Document Type: Original Research Paper


Department of Computer Engineering, Dezful Branch, Islamic Azad University, Dezful, Iran



Background and Objectives: Cloud Computing has brought a new dimension to the IT world. The technology of cloud computing allows employing a large number of Virtual Machines to run intensive applications. Each failure in running applications fails system operations. To solve the problem, it is required to restart the systems.
Methods: In this paper, to predict and avoid failure in HPC systems, a method of fault tolerance to High-Performance Computing systems (HPC) in the cloud is called Daemon-COA-MMT (DCM), has been proposed. In the proposed method, the Daemon Fault Tolerance technique has been enhanced, and COA-MMT has been utilized for load balancing. The method consists of four modules, which are used to determine the host state. When the system is in the alarm state, the current host may face failure. Then the most optimal host for migration is selected, and process-level migration is performed.
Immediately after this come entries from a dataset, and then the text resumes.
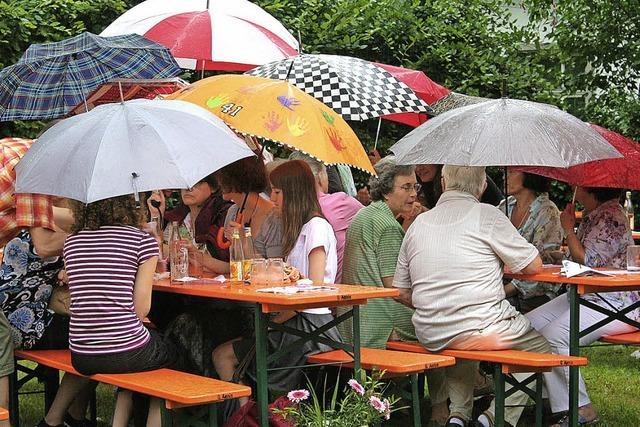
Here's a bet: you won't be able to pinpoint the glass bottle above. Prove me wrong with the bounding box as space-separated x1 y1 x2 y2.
242 227 256 280
229 229 244 282
624 191 635 230
169 221 189 281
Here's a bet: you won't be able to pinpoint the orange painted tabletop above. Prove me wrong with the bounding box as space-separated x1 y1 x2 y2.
153 279 399 313
504 265 640 295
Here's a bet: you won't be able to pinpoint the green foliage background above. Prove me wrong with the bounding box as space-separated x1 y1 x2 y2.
0 0 640 207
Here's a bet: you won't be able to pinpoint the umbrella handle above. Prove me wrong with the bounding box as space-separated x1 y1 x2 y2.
216 212 242 249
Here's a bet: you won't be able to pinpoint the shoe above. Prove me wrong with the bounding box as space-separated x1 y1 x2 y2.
36 418 67 427
553 414 600 427
64 412 92 427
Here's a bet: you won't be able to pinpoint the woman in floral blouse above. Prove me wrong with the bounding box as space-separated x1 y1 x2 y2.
499 170 562 313
527 187 640 426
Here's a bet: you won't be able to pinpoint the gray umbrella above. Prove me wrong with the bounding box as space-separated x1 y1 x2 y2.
391 98 622 168
16 99 254 203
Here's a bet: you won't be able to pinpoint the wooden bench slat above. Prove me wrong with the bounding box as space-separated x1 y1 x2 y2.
307 348 456 374
600 331 640 345
387 341 588 368
15 350 251 407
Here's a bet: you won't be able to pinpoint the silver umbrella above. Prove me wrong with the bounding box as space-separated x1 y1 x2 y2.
391 98 622 168
16 99 254 203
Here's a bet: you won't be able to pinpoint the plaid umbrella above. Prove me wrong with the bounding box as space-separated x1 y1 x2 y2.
247 55 431 120
0 33 180 121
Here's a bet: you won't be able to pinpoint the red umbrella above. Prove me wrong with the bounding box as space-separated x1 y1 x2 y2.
376 63 451 127
518 124 640 190
102 0 298 71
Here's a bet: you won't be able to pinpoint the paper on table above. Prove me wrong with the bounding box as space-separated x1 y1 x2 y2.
560 259 613 277
256 286 337 295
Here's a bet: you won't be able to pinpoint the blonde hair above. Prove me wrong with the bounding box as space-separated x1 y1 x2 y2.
442 165 487 199
269 160 322 256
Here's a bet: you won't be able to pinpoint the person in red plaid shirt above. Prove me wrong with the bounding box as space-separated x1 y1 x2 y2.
0 138 84 427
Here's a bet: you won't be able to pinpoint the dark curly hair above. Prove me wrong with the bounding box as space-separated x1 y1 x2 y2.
522 172 551 193
215 156 269 193
70 193 146 233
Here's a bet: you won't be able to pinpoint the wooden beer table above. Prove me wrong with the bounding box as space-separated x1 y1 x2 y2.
504 266 640 427
153 279 399 427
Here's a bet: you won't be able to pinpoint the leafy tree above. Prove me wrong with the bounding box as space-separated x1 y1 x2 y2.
524 0 640 140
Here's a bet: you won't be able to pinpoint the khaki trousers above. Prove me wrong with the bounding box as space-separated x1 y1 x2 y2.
427 314 551 426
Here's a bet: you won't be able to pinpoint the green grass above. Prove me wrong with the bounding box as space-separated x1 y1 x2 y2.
12 346 640 427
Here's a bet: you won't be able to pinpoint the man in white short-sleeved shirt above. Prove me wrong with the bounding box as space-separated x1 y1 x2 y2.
393 166 550 426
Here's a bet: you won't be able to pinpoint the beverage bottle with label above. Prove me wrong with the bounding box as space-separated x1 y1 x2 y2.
242 227 256 280
229 229 244 282
169 221 189 281
624 191 635 230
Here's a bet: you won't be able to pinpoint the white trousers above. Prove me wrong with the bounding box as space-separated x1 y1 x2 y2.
525 295 636 413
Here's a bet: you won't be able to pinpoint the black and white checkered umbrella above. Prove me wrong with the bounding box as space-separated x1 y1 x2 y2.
246 55 432 120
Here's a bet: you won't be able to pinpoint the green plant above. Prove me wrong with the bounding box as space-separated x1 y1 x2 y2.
274 372 399 427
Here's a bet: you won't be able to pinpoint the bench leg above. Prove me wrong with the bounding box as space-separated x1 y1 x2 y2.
9 366 20 427
536 372 542 427
411 374 424 427
493 363 505 427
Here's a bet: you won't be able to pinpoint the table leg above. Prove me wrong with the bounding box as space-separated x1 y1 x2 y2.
255 304 269 427
353 305 363 380
569 286 580 427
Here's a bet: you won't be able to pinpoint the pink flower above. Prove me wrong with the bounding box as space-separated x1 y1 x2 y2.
369 396 387 414
383 399 391 420
287 389 309 403
347 379 364 396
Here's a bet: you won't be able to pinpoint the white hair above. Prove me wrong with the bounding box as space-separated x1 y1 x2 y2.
442 165 487 199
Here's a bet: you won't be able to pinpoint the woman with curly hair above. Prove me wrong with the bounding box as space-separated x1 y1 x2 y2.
213 160 342 402
216 157 282 258
63 195 175 426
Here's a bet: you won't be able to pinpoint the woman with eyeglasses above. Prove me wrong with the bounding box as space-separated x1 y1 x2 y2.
339 156 420 348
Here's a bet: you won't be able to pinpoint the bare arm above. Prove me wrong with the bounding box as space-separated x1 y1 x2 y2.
133 256 158 321
29 227 67 258
521 255 542 274
273 246 327 323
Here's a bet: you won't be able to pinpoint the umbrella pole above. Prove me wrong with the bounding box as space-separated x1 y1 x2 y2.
502 166 509 218
373 117 382 151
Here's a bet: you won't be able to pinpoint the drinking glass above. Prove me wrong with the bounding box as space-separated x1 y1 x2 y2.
627 245 640 271
189 244 207 279
267 258 284 285
250 258 267 285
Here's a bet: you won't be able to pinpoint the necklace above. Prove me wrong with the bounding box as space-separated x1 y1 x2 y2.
514 199 535 230
244 194 260 227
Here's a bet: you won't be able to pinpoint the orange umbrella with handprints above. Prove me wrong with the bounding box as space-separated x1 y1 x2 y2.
167 75 375 174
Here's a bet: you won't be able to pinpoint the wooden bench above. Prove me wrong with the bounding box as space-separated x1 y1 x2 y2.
307 348 455 427
12 350 251 426
600 331 640 345
387 341 587 427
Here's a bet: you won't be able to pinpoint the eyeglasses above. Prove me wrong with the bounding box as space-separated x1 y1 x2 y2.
400 182 422 193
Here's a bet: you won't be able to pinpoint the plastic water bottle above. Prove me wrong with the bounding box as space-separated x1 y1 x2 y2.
229 229 244 282
242 227 256 280
624 191 635 230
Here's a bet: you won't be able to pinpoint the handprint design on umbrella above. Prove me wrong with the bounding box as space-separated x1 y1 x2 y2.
207 93 231 110
325 128 347 151
287 117 309 136
278 95 300 111
262 111 282 132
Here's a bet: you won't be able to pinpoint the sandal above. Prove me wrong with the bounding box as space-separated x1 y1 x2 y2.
551 414 599 427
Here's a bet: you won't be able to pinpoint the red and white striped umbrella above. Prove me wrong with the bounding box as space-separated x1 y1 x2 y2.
101 0 298 71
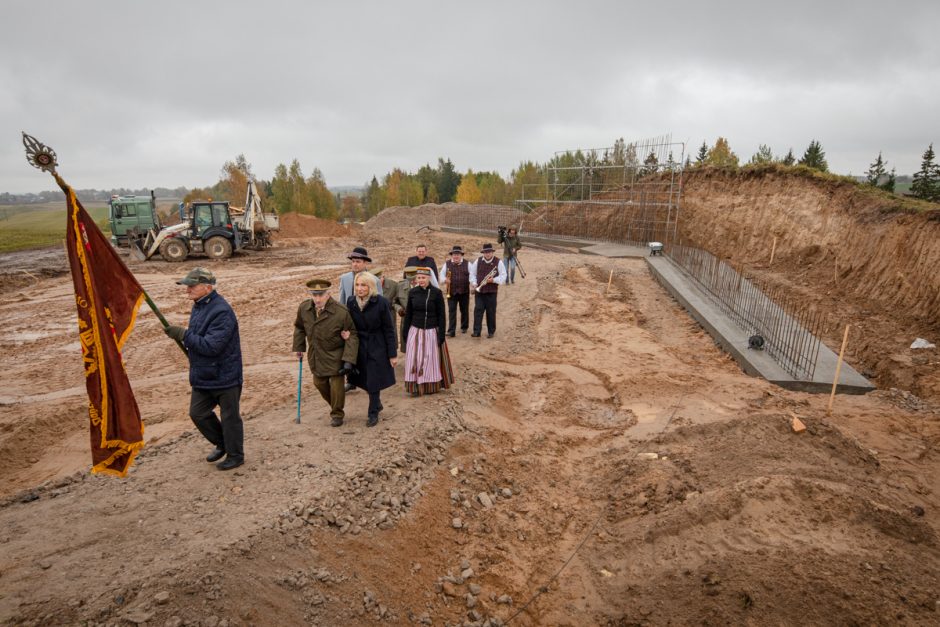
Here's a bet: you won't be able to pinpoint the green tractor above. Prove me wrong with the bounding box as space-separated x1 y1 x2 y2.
108 192 163 246
131 201 242 261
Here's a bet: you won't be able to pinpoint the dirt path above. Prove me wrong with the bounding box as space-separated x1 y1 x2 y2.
0 229 940 626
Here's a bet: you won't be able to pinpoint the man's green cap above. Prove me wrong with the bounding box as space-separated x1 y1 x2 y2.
176 268 215 286
307 279 333 294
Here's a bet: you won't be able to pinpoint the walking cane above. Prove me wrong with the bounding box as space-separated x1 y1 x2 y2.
294 354 304 424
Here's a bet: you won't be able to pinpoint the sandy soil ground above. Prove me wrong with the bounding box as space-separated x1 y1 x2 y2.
0 228 940 627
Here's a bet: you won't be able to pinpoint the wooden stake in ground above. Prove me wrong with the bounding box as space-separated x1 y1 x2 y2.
826 324 852 416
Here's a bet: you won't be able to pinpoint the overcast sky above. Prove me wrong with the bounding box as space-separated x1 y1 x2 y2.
0 0 940 193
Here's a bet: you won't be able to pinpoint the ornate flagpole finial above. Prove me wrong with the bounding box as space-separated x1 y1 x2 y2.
23 132 59 174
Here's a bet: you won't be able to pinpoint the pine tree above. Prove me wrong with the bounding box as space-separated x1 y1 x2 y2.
705 137 738 168
865 151 887 187
437 159 461 203
695 141 708 165
800 139 829 172
911 143 940 202
425 182 440 204
748 144 774 165
457 170 483 205
878 168 897 194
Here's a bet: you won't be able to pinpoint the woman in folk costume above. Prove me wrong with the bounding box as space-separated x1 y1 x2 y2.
403 267 454 396
346 272 398 427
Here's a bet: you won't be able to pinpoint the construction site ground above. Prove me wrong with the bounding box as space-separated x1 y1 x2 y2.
0 218 940 627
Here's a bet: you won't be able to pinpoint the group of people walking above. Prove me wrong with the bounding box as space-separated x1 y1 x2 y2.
164 227 522 470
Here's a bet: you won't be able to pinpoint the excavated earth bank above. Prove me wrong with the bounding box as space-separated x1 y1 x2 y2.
0 169 940 627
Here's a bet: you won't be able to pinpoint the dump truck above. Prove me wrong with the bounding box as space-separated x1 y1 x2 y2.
131 181 280 261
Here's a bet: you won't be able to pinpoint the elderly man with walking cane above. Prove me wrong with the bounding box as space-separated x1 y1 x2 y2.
293 279 359 427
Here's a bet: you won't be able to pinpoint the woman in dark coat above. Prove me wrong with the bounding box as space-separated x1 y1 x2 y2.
346 272 398 427
402 268 454 396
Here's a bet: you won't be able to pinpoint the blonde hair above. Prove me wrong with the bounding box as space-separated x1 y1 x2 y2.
353 270 379 297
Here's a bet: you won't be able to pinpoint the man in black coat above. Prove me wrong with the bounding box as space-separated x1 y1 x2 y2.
164 268 245 470
405 244 440 288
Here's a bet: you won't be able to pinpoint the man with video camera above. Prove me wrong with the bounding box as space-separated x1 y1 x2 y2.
496 225 525 283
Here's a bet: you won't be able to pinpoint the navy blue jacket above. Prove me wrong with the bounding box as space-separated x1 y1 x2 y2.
346 296 398 392
183 291 242 390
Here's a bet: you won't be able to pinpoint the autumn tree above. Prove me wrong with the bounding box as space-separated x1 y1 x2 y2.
800 139 829 172
911 143 940 202
705 137 738 168
457 170 482 205
305 168 339 220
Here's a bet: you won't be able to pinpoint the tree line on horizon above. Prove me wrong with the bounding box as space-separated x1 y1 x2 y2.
0 137 940 212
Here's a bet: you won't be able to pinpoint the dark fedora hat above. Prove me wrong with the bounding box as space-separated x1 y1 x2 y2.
346 246 372 263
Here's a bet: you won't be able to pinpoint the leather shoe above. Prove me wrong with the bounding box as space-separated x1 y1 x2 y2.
206 446 225 464
215 457 245 470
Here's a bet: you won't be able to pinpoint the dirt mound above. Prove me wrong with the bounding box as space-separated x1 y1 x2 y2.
277 213 359 239
0 210 940 627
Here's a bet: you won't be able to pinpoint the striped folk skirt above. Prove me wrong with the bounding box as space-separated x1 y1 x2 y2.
405 327 454 396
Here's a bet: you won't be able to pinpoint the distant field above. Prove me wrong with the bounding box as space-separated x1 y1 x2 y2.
0 201 111 252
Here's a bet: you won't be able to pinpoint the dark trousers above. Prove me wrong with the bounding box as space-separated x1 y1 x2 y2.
369 392 382 418
447 294 470 335
313 374 346 420
189 385 245 460
473 292 497 335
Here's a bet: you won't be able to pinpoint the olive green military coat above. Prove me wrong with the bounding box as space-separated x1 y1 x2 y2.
293 298 359 377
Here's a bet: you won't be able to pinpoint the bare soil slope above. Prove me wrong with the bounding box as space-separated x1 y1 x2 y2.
679 169 940 401
0 205 940 627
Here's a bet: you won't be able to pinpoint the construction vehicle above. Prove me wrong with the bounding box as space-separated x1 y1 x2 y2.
108 191 163 246
229 181 281 250
131 182 279 261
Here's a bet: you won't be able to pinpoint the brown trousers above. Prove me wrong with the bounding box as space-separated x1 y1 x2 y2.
313 374 346 420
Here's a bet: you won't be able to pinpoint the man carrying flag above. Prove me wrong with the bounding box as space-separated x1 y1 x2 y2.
163 268 245 470
23 133 146 477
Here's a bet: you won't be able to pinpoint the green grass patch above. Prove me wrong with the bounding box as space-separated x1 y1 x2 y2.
0 202 111 252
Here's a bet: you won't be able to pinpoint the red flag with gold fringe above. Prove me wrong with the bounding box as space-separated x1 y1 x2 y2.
52 172 144 477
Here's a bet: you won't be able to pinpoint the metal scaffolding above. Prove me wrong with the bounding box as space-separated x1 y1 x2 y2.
516 135 685 245
436 135 685 246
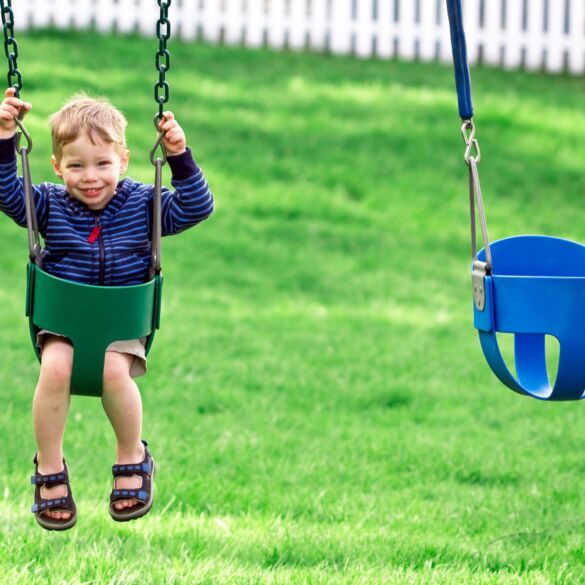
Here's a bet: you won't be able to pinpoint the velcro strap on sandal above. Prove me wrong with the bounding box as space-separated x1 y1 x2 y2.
30 472 69 485
112 490 148 502
31 498 67 514
112 460 151 475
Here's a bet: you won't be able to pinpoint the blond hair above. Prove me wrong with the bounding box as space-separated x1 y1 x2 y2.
49 93 127 161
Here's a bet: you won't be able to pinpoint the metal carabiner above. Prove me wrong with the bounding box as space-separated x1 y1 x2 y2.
14 114 32 155
150 114 167 166
461 119 481 166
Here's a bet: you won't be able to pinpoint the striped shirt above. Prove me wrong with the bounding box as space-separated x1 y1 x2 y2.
0 139 213 286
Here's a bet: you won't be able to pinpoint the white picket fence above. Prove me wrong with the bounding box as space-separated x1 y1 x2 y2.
8 0 585 75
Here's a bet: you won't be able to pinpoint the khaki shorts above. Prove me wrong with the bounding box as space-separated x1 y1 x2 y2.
37 329 146 378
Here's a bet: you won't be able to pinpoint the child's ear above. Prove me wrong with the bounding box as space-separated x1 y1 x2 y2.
120 150 130 175
51 155 63 179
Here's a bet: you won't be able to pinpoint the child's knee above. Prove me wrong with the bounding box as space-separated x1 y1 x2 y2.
104 351 134 391
39 337 73 390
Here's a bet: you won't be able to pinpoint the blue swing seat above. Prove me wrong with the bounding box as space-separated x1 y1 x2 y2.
474 236 585 400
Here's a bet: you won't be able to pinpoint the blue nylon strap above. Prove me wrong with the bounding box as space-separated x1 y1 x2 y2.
447 0 473 120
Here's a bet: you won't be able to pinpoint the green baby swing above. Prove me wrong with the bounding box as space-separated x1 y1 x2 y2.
0 0 171 396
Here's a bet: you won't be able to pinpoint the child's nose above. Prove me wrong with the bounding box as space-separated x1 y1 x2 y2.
83 167 97 182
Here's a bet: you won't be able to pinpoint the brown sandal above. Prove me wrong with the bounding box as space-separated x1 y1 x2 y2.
110 441 154 522
31 455 77 530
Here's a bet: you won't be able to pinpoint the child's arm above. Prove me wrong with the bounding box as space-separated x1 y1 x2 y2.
160 112 213 236
0 87 47 233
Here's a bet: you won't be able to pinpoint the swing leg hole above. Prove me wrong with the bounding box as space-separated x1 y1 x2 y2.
496 332 518 378
544 335 561 386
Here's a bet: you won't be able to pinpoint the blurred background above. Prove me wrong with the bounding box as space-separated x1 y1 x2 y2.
15 0 585 74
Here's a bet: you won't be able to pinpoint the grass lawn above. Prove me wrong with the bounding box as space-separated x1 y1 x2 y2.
0 28 585 585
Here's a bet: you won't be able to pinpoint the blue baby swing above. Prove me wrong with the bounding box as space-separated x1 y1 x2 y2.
447 0 585 400
0 0 171 396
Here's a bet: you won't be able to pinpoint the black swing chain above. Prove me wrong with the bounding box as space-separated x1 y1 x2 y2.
154 0 171 120
0 0 22 97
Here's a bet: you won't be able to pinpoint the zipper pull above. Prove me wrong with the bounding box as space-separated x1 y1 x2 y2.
87 223 102 244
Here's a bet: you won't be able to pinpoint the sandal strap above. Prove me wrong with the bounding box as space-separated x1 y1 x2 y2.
30 470 69 485
110 490 150 503
112 458 152 476
31 498 69 514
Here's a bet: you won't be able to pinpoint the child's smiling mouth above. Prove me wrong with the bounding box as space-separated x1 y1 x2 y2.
81 187 102 197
The method causes decreased migration overheads, decreased system performance speed, optimal use of underutilized hosts instead of leasing new hosts, appropriate load balancing, equal use of hardware resources by all hosts, focusing on QoS and SLA, and the significant decrease of energy consumption.
Results: The simulation results revealed that in terms of parameters, the proposed method declines average job makespan, average response time, and average task execution cost by 18.06%, 35.68%, and 24.6%, respectively. The proposed fault tolerance algorithm has improved energy consumption by 30% and decreased the HPC systems' failure rate.
Conclusion: In this study, the Daemon Fault Tolerance technique has been enhanced, and COA-MMT has been utilized for load balancing in high performance computing in the cloud computing.


Main Subjects

[1] M. Vaishnnave, K.S. Devi, P. Srinivasan, “A survey on cloud computing and hybrid cloud,” Int. J. Appl. Eng. Res., 14: 429-434, 2019.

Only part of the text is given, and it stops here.